Located in Malvern, Pa., Neuronyx derives stem cells from adult bone marrow. "We have some unique capabilities to grow large homogenous populations of pharmaceutical-grade stem cells, and that is one of the hallmarks of Neuronyx," Webster said.

Schoemaker, now chairman and CEO of Neuronyx, said in a prepared statement, "We believe these cells have the potential to improve cardiovascular outcomes following acute injury, such as myocardial infarction, as well as chronic indications, such as congestive heart failure, by facilitating the generation of new heart muscle or by replacing damaged cardiac tissue."

The companies will conduct collaborative research, with Malvern, Pa.-based Centocor ultimately assuming responsibility for development and commercialization.

Webster explained that Neuronyx would manufacture the adult bone marrow-derived cells for all phases of the collaboration.

While Webster wasn't at liberty to discuss financial arrangements, he said Neuronyx will receive an up-front payment and research support.

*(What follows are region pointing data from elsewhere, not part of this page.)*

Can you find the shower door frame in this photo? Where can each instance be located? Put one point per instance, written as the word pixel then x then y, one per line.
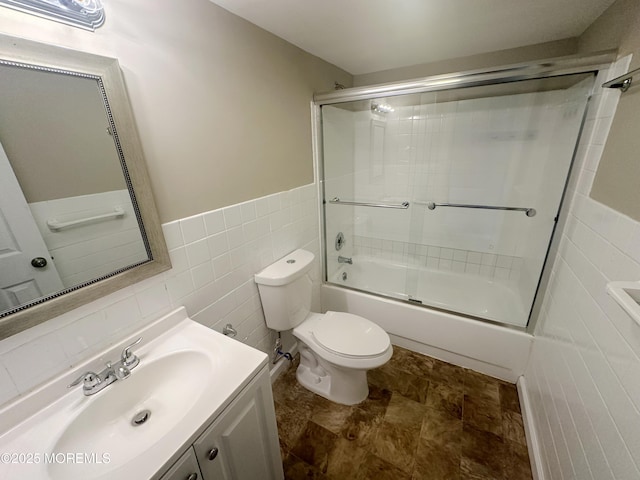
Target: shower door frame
pixel 555 67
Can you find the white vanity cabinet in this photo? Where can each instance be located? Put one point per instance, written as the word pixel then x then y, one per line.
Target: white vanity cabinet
pixel 186 468
pixel 240 444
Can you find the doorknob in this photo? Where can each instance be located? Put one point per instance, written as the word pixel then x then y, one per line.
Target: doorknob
pixel 39 262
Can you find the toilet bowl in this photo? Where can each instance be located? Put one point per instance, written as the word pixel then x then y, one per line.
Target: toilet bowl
pixel 336 348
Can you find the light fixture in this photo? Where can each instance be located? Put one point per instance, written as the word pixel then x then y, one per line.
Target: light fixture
pixel 86 14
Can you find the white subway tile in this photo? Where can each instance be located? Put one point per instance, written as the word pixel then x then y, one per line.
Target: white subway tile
pixel 198 252
pixel 153 299
pixel 221 265
pixel 214 222
pixel 45 353
pixel 172 235
pixel 202 274
pixel 232 216
pixel 248 211
pixel 218 244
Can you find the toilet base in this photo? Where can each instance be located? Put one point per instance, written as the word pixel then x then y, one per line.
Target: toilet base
pixel 346 386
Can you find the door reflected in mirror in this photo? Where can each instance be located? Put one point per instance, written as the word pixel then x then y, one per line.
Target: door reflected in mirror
pixel 67 213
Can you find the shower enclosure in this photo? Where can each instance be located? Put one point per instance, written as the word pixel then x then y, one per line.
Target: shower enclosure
pixel 448 196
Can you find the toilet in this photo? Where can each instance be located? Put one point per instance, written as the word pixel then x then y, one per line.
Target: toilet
pixel 336 348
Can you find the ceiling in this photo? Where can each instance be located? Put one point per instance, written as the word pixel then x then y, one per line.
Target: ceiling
pixel 364 36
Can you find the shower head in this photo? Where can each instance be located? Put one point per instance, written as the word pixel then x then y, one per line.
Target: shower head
pixel 381 108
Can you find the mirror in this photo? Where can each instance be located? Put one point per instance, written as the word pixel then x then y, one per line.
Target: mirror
pixel 77 218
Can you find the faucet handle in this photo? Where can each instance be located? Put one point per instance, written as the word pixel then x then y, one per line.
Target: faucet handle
pixel 90 380
pixel 128 359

Furthermore, Neuronyx is entitled to milestone payments based on certain regulatory events.

Regarding Neuronyx's stem cell experience, Webster said, "We are quite pleased with our ability to grow the adult bone marrow stem cells and we're actually quite comfortable with the plasticity of these cells to be able to turn them into different tissue types."

He said there is a growing belief in the science community that adult-derived cells might have as much utility as embryonic and fetal-sourced cells. "We think there are a lot of advantages to using adult stem cells and we are not working with them to avoid political and ethical issues. We think they are more than sufficient to address most of the indications that people are looking at embryonic and fetal cells for," he said.

"One of the limiting steps in the development of adult-derived cells is that people couldn't get enough of them, and we now have this robust ability to grow exceedingly large populations of adult-derived stem cells," Webster added.

The Centocor deal is Neuronyx's second collaboration. The company's first agreement was signed two years ago with Horsham, Pa.-based Neose Technologies Inc. to develop drugs for Parkinson's disease and other neurological diseases. Webster said that collaboration is progressing well, and that "we have identified several intriguing compounds." The research was scheduled to initially focus on the modification of certain glycolipid compounds with clinical promise in stopping the progression of Parkinson's disease symptoms. (See BioWorld Today, June 14, 2000.)

Neuronyx, which employs 42 people, raised $12.8 million in its Series A financing, completed in December 2000.